Un bref salut et elle s'éclipsait, laissant Laura un peu réconfortée. Cette femme intrépide aurait rendu confiance à un moribond. Quelle différence avec sa larmoyante jumelle ! C'était même à peine croyable !

Un moment plus tard, la petite troupe se mettait en marche pour rejoindre le bac de la Rance à une allure raisonnable afin de ne pas fatiguer outre mesure le cheval de Jaouen qui portait aussi Laura. Le retour s'effectua sans autre inconvénient que le crachin têtu qui semblait installé jusqu'à la nuit des temps, enveloppait toute la région d'une brume liquide singulièrement pénétrante sous laquelle les cavaliers faisaient le gros dos. Aussi fut-ce avec soulagement que Laura, gelée et engourdie, se laissa déposer à terre par Jaouen dans la cour de sa maison. Avec soulagement mais non sans angoisse : elle redoutait le premier regard qu'elle échangerait avec son amie. Comme elle-même, Lalie plaçait beaucoup d'espoir dans l'expédition qui s'achevait si piteusement. La seule solution restante était la vente et Laura savait que Lalie, attachée de toutes ses forces au sauvetage entrepris, en aurait autant de peine qu'elle-même...

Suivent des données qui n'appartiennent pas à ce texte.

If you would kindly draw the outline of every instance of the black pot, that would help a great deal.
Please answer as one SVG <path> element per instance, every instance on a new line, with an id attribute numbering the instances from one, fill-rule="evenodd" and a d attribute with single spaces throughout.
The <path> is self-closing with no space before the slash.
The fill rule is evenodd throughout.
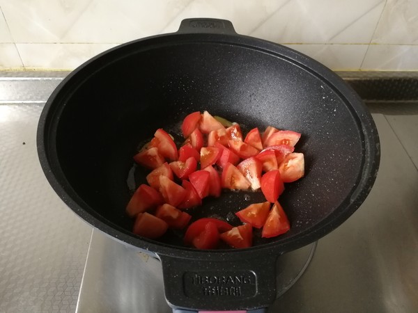
<path id="1" fill-rule="evenodd" d="M 130 179 L 137 185 L 144 178 L 132 175 L 137 147 L 157 128 L 175 131 L 186 115 L 204 110 L 247 130 L 272 125 L 302 133 L 296 150 L 305 155 L 306 176 L 280 198 L 291 223 L 286 234 L 258 239 L 251 248 L 197 250 L 173 234 L 154 241 L 131 232 Z M 160 258 L 167 301 L 190 310 L 267 307 L 276 295 L 277 257 L 346 220 L 369 193 L 380 161 L 371 115 L 337 75 L 210 19 L 184 20 L 177 33 L 122 45 L 72 72 L 44 108 L 38 150 L 68 207 Z M 260 193 L 226 193 L 206 200 L 201 211 L 225 217 L 261 201 Z"/>

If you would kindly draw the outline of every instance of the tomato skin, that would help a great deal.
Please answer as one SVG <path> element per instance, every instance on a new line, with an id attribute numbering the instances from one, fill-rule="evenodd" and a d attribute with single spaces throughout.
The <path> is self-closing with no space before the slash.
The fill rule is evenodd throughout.
<path id="1" fill-rule="evenodd" d="M 132 232 L 150 239 L 155 239 L 164 234 L 168 228 L 168 224 L 161 218 L 144 212 L 137 216 Z"/>
<path id="2" fill-rule="evenodd" d="M 186 143 L 178 150 L 178 161 L 185 162 L 190 156 L 194 157 L 196 161 L 200 161 L 200 154 L 190 143 Z"/>
<path id="3" fill-rule="evenodd" d="M 190 156 L 185 162 L 181 161 L 175 161 L 169 164 L 171 170 L 174 172 L 176 176 L 180 179 L 186 179 L 190 174 L 197 168 L 197 161 L 193 156 Z"/>
<path id="4" fill-rule="evenodd" d="M 244 248 L 252 246 L 252 226 L 242 225 L 219 235 L 220 239 L 233 248 Z"/>
<path id="5" fill-rule="evenodd" d="M 261 232 L 263 238 L 272 238 L 287 232 L 291 224 L 286 213 L 278 202 L 273 204 Z"/>
<path id="6" fill-rule="evenodd" d="M 180 204 L 187 194 L 184 188 L 165 176 L 160 177 L 160 192 L 166 203 L 173 207 Z"/>
<path id="7" fill-rule="evenodd" d="M 202 147 L 201 149 L 201 168 L 213 165 L 221 156 L 222 151 L 217 147 Z"/>
<path id="8" fill-rule="evenodd" d="M 209 195 L 210 174 L 207 170 L 200 170 L 189 175 L 189 180 L 194 187 L 201 199 Z"/>
<path id="9" fill-rule="evenodd" d="M 209 180 L 209 195 L 216 198 L 220 197 L 222 187 L 221 177 L 219 173 L 212 166 L 205 168 L 203 170 L 206 170 L 210 174 L 210 179 Z"/>
<path id="10" fill-rule="evenodd" d="M 292 182 L 304 175 L 304 158 L 303 153 L 293 152 L 288 154 L 279 166 L 281 179 Z"/>
<path id="11" fill-rule="evenodd" d="M 154 136 L 158 139 L 158 151 L 161 155 L 171 161 L 176 161 L 178 159 L 177 147 L 170 135 L 160 128 L 157 129 Z"/>
<path id="12" fill-rule="evenodd" d="M 261 177 L 261 191 L 269 202 L 275 202 L 283 191 L 284 184 L 279 170 L 267 172 Z"/>
<path id="13" fill-rule="evenodd" d="M 126 213 L 131 217 L 164 203 L 161 193 L 145 184 L 135 191 L 126 206 Z"/>
<path id="14" fill-rule="evenodd" d="M 155 216 L 166 222 L 170 228 L 183 230 L 190 221 L 192 216 L 165 203 L 157 208 Z"/>
<path id="15" fill-rule="evenodd" d="M 251 183 L 251 188 L 257 190 L 261 187 L 260 179 L 263 163 L 254 156 L 246 159 L 237 166 L 237 168 Z"/>
<path id="16" fill-rule="evenodd" d="M 161 186 L 160 184 L 160 176 L 166 176 L 170 180 L 174 179 L 171 168 L 168 163 L 165 162 L 161 166 L 153 170 L 151 172 L 146 175 L 146 181 L 151 187 L 159 190 Z"/>
<path id="17" fill-rule="evenodd" d="M 253 146 L 258 150 L 263 150 L 263 143 L 261 142 L 260 131 L 257 127 L 253 128 L 248 132 L 245 136 L 245 139 L 244 139 L 244 142 Z"/>
<path id="18" fill-rule="evenodd" d="M 223 188 L 228 189 L 247 190 L 251 186 L 240 170 L 231 163 L 227 163 L 222 170 L 221 183 Z"/>
<path id="19" fill-rule="evenodd" d="M 196 129 L 201 120 L 201 113 L 193 112 L 185 118 L 181 125 L 181 131 L 185 138 L 190 136 L 190 134 Z"/>
<path id="20" fill-rule="evenodd" d="M 164 156 L 160 154 L 156 147 L 151 147 L 137 153 L 134 156 L 134 160 L 142 166 L 150 169 L 157 168 L 165 162 Z"/>
<path id="21" fill-rule="evenodd" d="M 210 131 L 225 128 L 220 122 L 217 120 L 212 115 L 205 111 L 201 115 L 199 129 L 203 134 L 209 134 Z"/>
<path id="22" fill-rule="evenodd" d="M 254 203 L 235 213 L 240 220 L 251 225 L 253 227 L 261 228 L 268 216 L 270 202 Z"/>

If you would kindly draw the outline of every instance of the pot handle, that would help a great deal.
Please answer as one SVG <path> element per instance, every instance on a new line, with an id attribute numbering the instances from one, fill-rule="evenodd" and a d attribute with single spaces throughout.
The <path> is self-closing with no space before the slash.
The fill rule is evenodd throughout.
<path id="1" fill-rule="evenodd" d="M 239 255 L 234 261 L 159 255 L 165 297 L 173 312 L 265 312 L 276 298 L 277 255 Z"/>
<path id="2" fill-rule="evenodd" d="M 178 33 L 237 34 L 231 22 L 209 18 L 185 19 L 181 21 Z"/>

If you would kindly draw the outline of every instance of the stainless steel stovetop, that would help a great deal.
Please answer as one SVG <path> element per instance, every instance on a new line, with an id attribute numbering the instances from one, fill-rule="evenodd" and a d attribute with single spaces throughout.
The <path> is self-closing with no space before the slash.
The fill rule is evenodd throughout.
<path id="1" fill-rule="evenodd" d="M 171 312 L 159 262 L 86 225 L 42 172 L 36 126 L 66 74 L 0 72 L 0 313 Z M 418 102 L 378 100 L 369 103 L 382 149 L 369 198 L 316 250 L 279 259 L 286 292 L 269 312 L 418 312 Z"/>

Il faisait nuit et des chandelles brûlaient derrière les vitres des bureaux du rez-de-chaussée. Laura échangea un regard avec Jaouen :

- Elle doit être encore en train de travailler ! dit-elle. Mieux vaut aller lui dire sans attendre que tout est perdu.

Tandis que Jaouen conduisait le cheval à l'écurie, Laura s'avança vers les quelques marches donnant accès à la porte vitrée et la poussa. Mais il n'y avait là que Madec Tevenin. Armé d'une longue plume d'oie aux barbes défraîchies, il recopiait fébrilement dans un gros registre le contenu d'une pile de papiers posés à côté. Il était même si absorbé par son travail qu'il n'entendit pas la porte s'ouvrir.

- Bonsoir Tevenin ! dit Laura. Mme de Sainte-Alferine n'est pas là ?

Il sursauta, lâcha sa plume et se leva maladroitement en lui adressant un sourire épanoui qu'elle ne lui connaissait encore pas

- Bonsoir Madame Laura. Non, Mme Eulalie n'est pas encore rentrée. Elle est au port !

- Au port ? Par ce temps ?

Le sourire du jeune homme s'élargit encore autant que c'était possible, tandis que derrière ses lunettes, ses yeux fatigués pétillaient :

- Oui... oui, absolument ! Elle ne l'a autant dire pas quitté depuis ce matin !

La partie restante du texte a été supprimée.